#FreeThemAll week of Action Continues today
Drawing connections between immigrant detention and mass incarceration.
As part of this work, there is a webinar being offered this afternoon, put together by several organizations working on decarceration in the context of the threat of COVID-19 to those behind bars.
You can also help to amplify social media posts from Detention Watch Network and local partners.
- View DWN’s most recent social media posts (Facebook, Twitter, Instagram) and follow steps from each local campaign’s call to action targeting local law enforcement
- Amplify each local campaign’s call to action from your own social media platforms and use #FreeThemAll
Some related news....
Federal Prisons go on total lock down (from CNN)
The US federal prison system will move to a heightened state of lockdown as it fights the spread of coronavirus behind bars, the Bureau of Prisons announced.
Beginning Wednesday, inmates will be confined to their cells for a two-week period, with exceptions for certain programs and services like mental health treatment and education.Limited group gatherings -- like access to prison stores, laundry, showers and the telephone -- will be "afforded to the extent practical," the agency said.
The strict protocols come just days after the first coronavirus death in the federal prison system -- at a Louisiana prison over the weekend. As of Monday, there were 28 inmates in federal custody with confirmed coronavirus diagnoses, in addition to 24 agency employees.
Rikers Island: More than 300 cases, 2 staff have died
[T]he rate of infection in the city jails has continued to climb, and by Monday, 167 inmates, 114 correction staff and 23 health workers had tested positive. Two correction staff members have died and a “low number” of inmates have been hospitalized, officials said.
More than 800 inmates are being held in isolation or in quarantined groups because someone in their jailhouse tested positive for the virus, the president of the correction officers union said. A medical building that includes the only contagious disease unit on Rikers Island is now full of sick detainees, officials said.

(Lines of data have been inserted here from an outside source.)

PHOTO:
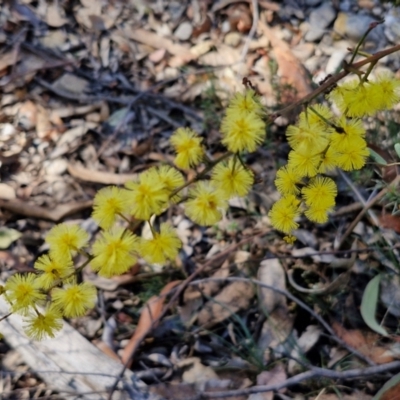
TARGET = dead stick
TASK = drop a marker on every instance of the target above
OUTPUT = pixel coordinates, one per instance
(367, 206)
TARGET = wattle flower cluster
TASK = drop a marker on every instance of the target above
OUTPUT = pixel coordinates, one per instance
(45, 297)
(321, 142)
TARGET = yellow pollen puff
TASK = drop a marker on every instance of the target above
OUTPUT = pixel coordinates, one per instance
(231, 178)
(188, 148)
(108, 203)
(163, 246)
(320, 192)
(206, 204)
(283, 214)
(242, 132)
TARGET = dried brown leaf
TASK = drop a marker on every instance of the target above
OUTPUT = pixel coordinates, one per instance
(106, 178)
(151, 311)
(233, 297)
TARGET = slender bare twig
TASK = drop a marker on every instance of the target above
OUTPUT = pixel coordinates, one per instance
(299, 303)
(254, 4)
(332, 81)
(177, 292)
(312, 374)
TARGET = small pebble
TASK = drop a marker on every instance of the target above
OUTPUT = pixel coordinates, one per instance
(184, 31)
(232, 39)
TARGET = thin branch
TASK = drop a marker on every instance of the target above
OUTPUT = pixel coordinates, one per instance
(177, 292)
(313, 373)
(331, 81)
(300, 303)
(367, 206)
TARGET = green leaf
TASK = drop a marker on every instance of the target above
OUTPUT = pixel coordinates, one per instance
(397, 149)
(369, 303)
(395, 380)
(8, 236)
(376, 157)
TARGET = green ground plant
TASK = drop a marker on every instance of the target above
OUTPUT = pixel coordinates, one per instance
(320, 141)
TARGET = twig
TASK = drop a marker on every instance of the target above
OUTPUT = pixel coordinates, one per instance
(299, 303)
(331, 81)
(252, 32)
(175, 296)
(313, 373)
(367, 206)
(371, 214)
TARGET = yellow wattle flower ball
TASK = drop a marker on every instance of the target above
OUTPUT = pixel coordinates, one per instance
(320, 192)
(114, 252)
(284, 212)
(187, 145)
(163, 246)
(23, 292)
(74, 300)
(108, 204)
(206, 204)
(231, 178)
(42, 324)
(242, 132)
(65, 240)
(147, 196)
(51, 272)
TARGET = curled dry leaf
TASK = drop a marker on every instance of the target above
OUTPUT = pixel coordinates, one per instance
(232, 298)
(274, 376)
(151, 311)
(366, 344)
(279, 322)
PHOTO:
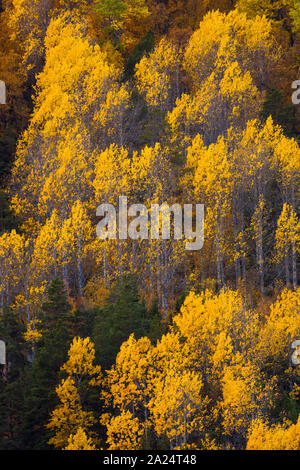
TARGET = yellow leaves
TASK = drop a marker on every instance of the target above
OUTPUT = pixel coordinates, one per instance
(245, 395)
(177, 406)
(69, 419)
(80, 441)
(124, 432)
(156, 75)
(285, 436)
(33, 335)
(222, 39)
(69, 416)
(282, 326)
(288, 232)
(81, 357)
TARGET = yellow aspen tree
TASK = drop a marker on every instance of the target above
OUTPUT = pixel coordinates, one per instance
(288, 241)
(70, 416)
(158, 76)
(246, 396)
(283, 436)
(177, 407)
(75, 238)
(80, 441)
(124, 432)
(280, 329)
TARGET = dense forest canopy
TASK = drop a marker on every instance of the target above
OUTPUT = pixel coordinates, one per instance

The unit has 88 beds.
Fear of the virus has grown among inmates and correction officers, several said in interviews. Some incarcerated people have refused to do the work assigned to them or have started disturbances, demanding more cleaning supplies and masks. Others said that correction officers who are assigned to taking people to clinics have ignored their requests for medical attention. Some correction officers said they did not have the necessary equipment to protect themselves from the virus, and that they had received little guidance from leadership.
End deportation flights!
In addition to demanding release of people incarcerated in this country, we are also demanding that ICE end enforcement actions that put communities at risk. Of crucial importance is the need to end deportation flights to Central America. Here is a petition from LAWG making that demand, and some related news articles below it.
Latin American Working Group Petition on Deportations, To Trump and DHS Acting Head Chad Wolf
We ask you to immediately stop the deportations of women, men, and children to Mexico and Central America. This is a global health crisis that requires urgent public health responses. Deporting people back to their countries or to countries they do not even know without adequate medical screenings when travel is restricted worldwide is inhumane and dangerous. Central American nations are especially ill-prepared to handle the pandemic even without these continued deportations. Closing the U.S. border to asylum seekers and returning them to wait in refugee camps in Mexico puts them at grave risk.
We urge you to stop deportations and these policies once and for all, and instead screen and process those seeking protections at our border humanely and fairly. U.S. policies must ensure the health and safety of all our communities during this public health crisis, and not send the most vulnerable away. Now is the time for unity and compassion, not division and fear.
Deportations to Central America threaten to spread COVID-19 (The Nation)
For detained immigrants, the threat of deportation—now during a pandemic—still looms. The administration has seemingly doubled down on removals, despite banning international travel from certain countries affected by the virus and trying to shut down the US-Mexico border. In an emergency budget request sent to Congress on March 17, the White House asked for $249 million in ICE funding, some of which would fund deportation flights. “With fewer commercial flight options,” the letter reads, “ICE charter aircraft are needed” so deportations can continue...
Detention and deportation not only increase the risk of transmission for immigrants in ICE custody—they also risk exporting the virus from the United States to countries unprepared to deal with mass outbreaks. Mexico, Guatemala, Honduras, and El Salvador take in thousands of deported nationals every month, and they may be forced to continue doing so even as the pandemic spreads.
Guatemalan Deported from the U.S. tests positive for Coronavirus (Al Jazeera)
A Guatemalan man who was deported from the United States last week has tested positive for the novel coronavirus, the Guatemalan Health Ministry said late on Sunday.
A spokeswoman for the Guatemalan Health Ministry told Al Jazeera the 29-year-old man from Momostenango, Totonicapan, was deported last Thursday on a flight chartered by the US Immigration and Customs Enforcement (ICE) agency. The flight, with at least 40 others on board, originated in Mesa, Arizona, according to the Guatemalan Migration Institute.